First of all, I’m a believer in autonomous on demand. A vehicle is a very irrational purchase. If you think about it, next to your home, it’s the most expensive of cumulative purchases you make in your lifetime, and people care what it looks like. They care about the color. Vehicles are not commodities, so as we solve the technology challenge of environmental and resource sustainability in the 21st century, it’s important that we maintain the emotional connection to the vehicle. So whether it’s the design or the joy of driving—look there are times when I need to be on a conference call or I want to let go of the wheel, but there are times when I want to have some fun driving—it’s a question of autonomous on demand.

In fact, when I used to think of the challenges of bringing autonomous driving to fruition, I was always of the belief that it would be the technology that got us there. Could we get the sensors right to give full awareness? Would we be able to get control of the vehicle right? I think our roadmaps for that are pretty robust and will bear fruit by the end of the decade. It’s the unpredictable engagement and disengagement of the human in the loop that is turning out to be the problem that makes our roadmaps not yet robust enough. But that’s a transition that we need to manage because people want to be included.

How do you educate consumers about the environment and sustainability so they can make an informed choice?

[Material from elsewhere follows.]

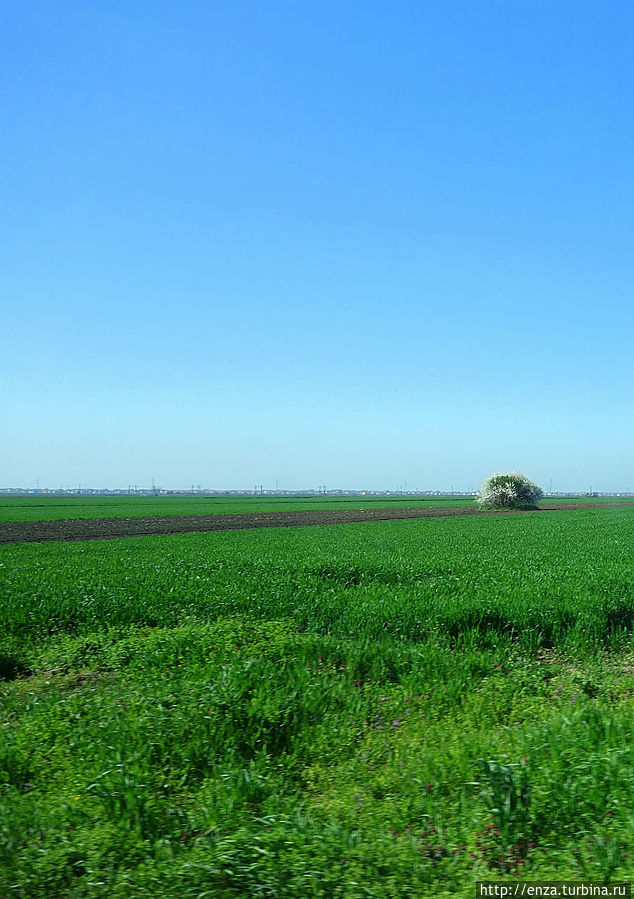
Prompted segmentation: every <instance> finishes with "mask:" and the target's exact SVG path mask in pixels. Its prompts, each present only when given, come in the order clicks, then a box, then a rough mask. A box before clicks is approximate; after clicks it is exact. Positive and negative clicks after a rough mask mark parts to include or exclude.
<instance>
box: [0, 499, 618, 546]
mask: <svg viewBox="0 0 634 899" xmlns="http://www.w3.org/2000/svg"><path fill="white" fill-rule="evenodd" d="M619 505H632V504H631V503H618V502H617V503H571V504H570V505H565V506H560V505H558V506H542V507H541V508H540V509H539V510H529V511H516V512H482V511H480V510H479V509H478V508H475V507H473V506H458V507H455V506H454V507H453V508H446V509H443V508H433V509H424V508H420V507H419V508H412V509H394V508H393V509H333V510H332V511H330V510H315V511H314V512H313V511H310V510H309V511H305V512H263V513H261V514H258V513H257V512H249V513H240V514H235V515H173V516H165V517H154V518H95V519H86V520H84V519H78V520H75V521H6V522H0V543H23V542H31V543H33V542H35V543H39V542H43V541H47V540H62V541H67V540H111V539H116V538H117V537H146V536H147V537H149V536H157V535H160V534H189V533H193V532H206V531H232V530H243V529H245V528H291V527H304V526H308V525H324V524H346V523H350V522H361V521H402V520H405V519H412V518H453V517H454V516H457V515H480V516H482V515H531V514H539V512H544V511H546V512H555V511H560V510H565V509H597V508H602V509H604V508H605V507H606V506H619Z"/></svg>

In the end, there’s one universal truth that we strongly subscribe to: the consumer makes the decisions, not us. And so it will be a gradual shift, but the move toward autonomous is coming, the move to electrification is coming, and the move to the networked vehicle is coming. The features that provide comfort, convenience, or infotainment tend to be consumer pulls. When it comes to environmental and sustainability features, where there’s an incremental cost or inconvenience to the consumer, these are harder sells. Today with our advanced propulsion systems and our alternate energy systems, we can’t deliver a product that is price-competitive with conventional vehicles. So our challenge is to get that cost to a level where the consumer will value it. Typically it takes us about three generations of invention and scale-up to start meeting consumer value, and today we’re in generation one. This is something the industry needs to accomplish in partnership with governments, with the supply base, and with our customer. It’s not an option; making our products sustainable in the 21st century is a must-do. Whoever integrates environmental and resource sustainability into the best personal mobility solution will win the hearts and minds of the consumer.